Site Reliability Engineering (SRE) combines software and systems engineering to build and run scalable, massively distributed, fault-tolerant systems. As part of the team you will be working on ensuring that Tetrate’s platform has reliability/uptime appropriate to users’ needs as well as fast rate of improvement. Additionally much of our engineering effort focuses on building infrastructure, improving the platform troubleshooting abilities and eliminating toil through automation.

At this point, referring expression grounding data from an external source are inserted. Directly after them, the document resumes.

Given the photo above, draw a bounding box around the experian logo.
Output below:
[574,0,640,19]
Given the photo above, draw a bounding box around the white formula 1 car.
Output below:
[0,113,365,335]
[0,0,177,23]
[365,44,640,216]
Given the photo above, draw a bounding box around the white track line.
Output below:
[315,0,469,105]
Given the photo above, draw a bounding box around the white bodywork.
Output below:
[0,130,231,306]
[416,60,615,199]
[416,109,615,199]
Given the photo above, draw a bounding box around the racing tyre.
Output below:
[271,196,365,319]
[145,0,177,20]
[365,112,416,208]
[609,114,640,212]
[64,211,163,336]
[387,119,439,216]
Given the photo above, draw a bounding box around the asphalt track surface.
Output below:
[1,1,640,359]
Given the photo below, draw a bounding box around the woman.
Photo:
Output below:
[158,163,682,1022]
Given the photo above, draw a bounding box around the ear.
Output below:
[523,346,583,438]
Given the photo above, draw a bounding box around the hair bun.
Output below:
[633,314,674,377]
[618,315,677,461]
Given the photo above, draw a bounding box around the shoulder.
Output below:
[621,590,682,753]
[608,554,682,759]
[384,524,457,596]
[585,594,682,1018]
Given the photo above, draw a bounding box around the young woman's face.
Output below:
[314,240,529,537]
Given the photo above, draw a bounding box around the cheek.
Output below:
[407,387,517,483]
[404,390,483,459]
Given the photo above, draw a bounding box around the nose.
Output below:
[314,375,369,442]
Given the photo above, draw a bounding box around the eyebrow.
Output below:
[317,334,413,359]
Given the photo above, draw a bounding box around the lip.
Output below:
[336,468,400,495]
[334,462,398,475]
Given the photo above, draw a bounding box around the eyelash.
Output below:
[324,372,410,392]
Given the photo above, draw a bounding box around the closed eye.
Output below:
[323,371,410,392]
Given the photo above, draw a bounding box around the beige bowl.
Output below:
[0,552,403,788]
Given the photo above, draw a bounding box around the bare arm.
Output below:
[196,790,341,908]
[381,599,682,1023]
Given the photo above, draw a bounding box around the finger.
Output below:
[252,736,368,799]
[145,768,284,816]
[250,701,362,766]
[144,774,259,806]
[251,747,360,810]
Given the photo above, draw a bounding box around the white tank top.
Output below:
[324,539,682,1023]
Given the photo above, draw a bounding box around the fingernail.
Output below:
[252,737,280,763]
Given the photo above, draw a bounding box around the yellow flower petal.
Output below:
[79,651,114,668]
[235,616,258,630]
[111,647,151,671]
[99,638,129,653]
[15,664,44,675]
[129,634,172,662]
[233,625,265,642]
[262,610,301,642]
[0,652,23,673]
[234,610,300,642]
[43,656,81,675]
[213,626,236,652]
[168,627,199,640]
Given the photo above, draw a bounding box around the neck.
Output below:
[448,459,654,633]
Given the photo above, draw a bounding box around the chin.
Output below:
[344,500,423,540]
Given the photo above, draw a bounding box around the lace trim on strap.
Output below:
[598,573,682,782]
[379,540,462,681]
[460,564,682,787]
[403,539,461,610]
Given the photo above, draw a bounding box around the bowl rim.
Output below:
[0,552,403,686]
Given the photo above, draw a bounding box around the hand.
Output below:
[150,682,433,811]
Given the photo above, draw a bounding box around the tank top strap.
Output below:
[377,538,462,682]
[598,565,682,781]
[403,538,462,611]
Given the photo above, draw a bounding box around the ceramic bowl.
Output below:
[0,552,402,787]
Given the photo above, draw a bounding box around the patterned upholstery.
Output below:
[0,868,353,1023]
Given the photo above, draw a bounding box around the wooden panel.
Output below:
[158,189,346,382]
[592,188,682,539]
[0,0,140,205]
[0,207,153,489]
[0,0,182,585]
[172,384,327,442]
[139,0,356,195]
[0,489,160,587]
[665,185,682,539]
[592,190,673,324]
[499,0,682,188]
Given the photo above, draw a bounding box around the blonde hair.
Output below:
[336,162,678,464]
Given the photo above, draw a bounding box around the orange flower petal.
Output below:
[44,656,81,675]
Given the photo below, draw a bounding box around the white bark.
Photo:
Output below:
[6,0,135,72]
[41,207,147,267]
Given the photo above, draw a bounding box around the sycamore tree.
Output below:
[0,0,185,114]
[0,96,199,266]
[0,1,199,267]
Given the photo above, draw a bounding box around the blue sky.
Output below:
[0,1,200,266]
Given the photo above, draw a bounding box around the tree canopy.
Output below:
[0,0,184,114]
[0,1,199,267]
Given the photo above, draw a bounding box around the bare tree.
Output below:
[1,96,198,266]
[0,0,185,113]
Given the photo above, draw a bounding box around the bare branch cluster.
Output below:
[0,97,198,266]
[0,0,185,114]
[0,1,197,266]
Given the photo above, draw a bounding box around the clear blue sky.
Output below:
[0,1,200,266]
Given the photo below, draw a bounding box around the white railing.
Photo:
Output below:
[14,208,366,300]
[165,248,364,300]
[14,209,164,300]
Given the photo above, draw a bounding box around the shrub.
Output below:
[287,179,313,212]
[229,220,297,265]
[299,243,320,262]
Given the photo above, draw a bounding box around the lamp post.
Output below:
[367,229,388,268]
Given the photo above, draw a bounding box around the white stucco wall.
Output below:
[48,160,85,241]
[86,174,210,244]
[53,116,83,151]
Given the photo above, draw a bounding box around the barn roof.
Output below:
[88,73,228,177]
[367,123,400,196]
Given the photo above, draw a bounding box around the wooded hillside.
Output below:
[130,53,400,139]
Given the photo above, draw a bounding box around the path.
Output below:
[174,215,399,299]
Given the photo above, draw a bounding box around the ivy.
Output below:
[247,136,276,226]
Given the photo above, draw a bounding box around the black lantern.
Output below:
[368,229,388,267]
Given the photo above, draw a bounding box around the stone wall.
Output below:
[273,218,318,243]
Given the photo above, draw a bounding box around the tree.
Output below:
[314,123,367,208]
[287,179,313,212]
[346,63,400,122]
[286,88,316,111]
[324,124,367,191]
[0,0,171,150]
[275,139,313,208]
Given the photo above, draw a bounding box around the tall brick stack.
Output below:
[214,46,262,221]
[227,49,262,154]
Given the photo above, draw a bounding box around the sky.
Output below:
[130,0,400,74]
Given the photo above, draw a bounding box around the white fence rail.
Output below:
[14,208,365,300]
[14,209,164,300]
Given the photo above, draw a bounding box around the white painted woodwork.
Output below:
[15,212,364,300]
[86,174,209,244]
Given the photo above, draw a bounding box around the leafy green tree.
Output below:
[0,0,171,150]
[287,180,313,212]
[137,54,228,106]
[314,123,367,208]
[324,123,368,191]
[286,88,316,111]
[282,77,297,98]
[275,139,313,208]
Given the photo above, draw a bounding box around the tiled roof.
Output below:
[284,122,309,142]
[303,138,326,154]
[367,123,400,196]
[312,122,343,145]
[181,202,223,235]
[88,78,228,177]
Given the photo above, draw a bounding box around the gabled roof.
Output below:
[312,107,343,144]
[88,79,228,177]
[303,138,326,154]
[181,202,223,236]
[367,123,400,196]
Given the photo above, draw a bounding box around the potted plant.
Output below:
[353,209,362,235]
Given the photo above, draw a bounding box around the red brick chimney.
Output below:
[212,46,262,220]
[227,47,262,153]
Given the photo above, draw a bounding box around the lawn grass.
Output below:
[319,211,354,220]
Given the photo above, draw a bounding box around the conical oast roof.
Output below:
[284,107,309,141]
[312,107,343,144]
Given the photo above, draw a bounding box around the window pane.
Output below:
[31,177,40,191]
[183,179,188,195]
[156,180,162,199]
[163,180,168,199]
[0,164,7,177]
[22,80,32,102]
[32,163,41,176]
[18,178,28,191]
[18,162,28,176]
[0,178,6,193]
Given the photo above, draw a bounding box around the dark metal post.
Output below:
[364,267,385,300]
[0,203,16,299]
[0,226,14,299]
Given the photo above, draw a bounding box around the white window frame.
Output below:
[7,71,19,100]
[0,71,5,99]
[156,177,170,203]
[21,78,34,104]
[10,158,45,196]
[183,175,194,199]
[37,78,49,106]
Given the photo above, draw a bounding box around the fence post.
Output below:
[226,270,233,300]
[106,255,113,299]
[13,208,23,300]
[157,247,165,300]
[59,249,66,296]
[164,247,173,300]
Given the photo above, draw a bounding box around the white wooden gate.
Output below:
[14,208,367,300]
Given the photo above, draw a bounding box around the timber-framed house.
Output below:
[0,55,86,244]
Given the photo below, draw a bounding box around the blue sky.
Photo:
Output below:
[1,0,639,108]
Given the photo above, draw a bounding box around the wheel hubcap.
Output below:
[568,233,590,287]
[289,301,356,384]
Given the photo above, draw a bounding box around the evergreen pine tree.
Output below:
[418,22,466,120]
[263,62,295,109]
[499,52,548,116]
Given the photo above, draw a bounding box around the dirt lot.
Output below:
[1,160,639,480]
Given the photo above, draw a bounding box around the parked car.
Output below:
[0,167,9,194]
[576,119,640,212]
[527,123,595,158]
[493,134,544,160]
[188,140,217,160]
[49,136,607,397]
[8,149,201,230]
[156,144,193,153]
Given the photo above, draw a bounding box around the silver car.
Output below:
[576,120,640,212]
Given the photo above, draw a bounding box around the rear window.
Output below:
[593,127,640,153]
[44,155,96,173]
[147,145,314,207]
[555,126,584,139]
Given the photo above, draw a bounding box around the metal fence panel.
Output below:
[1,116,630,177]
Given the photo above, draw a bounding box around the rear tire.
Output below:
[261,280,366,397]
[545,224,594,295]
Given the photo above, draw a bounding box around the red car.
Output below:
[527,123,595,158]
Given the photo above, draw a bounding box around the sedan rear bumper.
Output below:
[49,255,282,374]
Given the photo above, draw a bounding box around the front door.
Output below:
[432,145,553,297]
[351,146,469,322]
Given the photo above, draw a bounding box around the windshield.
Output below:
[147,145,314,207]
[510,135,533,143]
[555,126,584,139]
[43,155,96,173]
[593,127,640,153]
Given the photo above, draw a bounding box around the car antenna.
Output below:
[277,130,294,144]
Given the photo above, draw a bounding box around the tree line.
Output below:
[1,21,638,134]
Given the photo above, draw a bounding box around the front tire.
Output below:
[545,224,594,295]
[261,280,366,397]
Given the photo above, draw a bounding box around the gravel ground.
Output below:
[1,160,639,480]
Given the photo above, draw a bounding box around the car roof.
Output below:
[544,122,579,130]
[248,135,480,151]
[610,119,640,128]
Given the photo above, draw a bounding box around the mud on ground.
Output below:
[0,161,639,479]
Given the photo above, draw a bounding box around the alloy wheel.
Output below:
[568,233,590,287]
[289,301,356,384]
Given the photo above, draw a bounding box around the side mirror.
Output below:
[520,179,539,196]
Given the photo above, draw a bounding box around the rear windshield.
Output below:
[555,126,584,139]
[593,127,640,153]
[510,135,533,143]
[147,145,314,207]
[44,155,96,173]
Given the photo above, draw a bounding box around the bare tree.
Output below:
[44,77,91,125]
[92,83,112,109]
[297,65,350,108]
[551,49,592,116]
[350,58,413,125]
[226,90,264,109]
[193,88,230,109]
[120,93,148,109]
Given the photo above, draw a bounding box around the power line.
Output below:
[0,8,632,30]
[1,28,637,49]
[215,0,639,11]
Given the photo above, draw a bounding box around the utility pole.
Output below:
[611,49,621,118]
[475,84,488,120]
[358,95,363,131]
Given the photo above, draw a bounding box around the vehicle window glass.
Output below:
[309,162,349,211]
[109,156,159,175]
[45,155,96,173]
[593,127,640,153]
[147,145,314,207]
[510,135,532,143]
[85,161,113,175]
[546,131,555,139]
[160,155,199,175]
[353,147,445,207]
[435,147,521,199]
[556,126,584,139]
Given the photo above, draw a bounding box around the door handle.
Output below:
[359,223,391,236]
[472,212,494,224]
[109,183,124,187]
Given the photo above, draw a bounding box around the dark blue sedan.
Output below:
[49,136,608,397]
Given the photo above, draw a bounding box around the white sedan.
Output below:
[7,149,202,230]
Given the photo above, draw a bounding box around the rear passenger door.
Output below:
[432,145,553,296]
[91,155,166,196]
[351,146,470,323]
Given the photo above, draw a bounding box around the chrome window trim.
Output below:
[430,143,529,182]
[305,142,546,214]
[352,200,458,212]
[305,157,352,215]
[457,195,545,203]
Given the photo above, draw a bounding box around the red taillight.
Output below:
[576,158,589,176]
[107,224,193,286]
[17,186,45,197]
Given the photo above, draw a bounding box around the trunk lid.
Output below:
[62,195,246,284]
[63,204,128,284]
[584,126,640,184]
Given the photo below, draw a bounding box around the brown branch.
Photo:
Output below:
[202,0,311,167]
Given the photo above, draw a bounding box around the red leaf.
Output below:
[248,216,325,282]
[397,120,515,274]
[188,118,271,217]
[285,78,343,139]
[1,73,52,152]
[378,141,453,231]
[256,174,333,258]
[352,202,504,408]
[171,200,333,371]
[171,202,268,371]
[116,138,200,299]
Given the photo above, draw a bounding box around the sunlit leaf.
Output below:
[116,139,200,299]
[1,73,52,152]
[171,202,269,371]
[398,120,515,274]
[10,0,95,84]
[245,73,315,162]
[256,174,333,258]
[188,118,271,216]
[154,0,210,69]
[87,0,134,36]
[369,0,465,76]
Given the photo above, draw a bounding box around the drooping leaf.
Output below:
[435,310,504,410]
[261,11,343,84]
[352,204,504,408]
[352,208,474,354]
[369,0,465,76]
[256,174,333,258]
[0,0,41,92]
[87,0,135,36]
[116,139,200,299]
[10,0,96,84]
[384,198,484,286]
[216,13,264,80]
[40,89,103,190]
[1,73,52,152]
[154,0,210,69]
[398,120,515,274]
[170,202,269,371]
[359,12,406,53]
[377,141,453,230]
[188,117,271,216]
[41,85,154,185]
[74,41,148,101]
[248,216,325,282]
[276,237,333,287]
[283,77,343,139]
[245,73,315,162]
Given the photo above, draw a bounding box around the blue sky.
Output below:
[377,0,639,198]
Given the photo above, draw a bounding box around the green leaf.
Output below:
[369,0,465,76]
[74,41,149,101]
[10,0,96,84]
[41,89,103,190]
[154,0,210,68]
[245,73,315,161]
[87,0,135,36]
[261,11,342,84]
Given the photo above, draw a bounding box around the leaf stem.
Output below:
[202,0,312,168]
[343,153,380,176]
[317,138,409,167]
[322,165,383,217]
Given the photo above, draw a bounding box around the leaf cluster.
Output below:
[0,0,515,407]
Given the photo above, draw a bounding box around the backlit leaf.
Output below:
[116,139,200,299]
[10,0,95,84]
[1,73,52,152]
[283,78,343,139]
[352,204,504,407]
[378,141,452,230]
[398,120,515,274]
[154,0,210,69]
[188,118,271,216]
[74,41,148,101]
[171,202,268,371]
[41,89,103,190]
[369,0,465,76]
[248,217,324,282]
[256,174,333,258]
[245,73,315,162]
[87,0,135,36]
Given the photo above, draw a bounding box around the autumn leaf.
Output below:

- Fundamentals-based problem solving skills; Drive decision by function, first principles based mindset. We are not “title” driven and we value results over process
- Demonstrate bias-to-action and avoid analysis-paralysis; Drive action to the finish line with high quality and on time
- You are ego-less when searching for the best ideas; You contribute effectively outside of your specialty; You think about solving problems from the standpoint of best outcome for the team
- Values autonomy and results over process
- Systematic problem-solving approach, coupled with excellent communication skills and a sense of ownership and drive
- Strong fundamentals in distributed systems and networking
- Ability to debug, optimise code, and automate routine tasks
- Experience programming in at least one of the following languages: C++, Rust, Python, Go
- Familiarity with the concepts of quantifying failure and availability in a prescriptive manner using SLOs and SLIs
- Production experience with K8s/Kubernetes. Familiarity with Istio or other variations of service mesh
- Experience in performance analysis and tuning is a plus
Location: We are worldwide and fully remote with access to offices in SF, Boston, Barcelona and Bandung/Tangerang.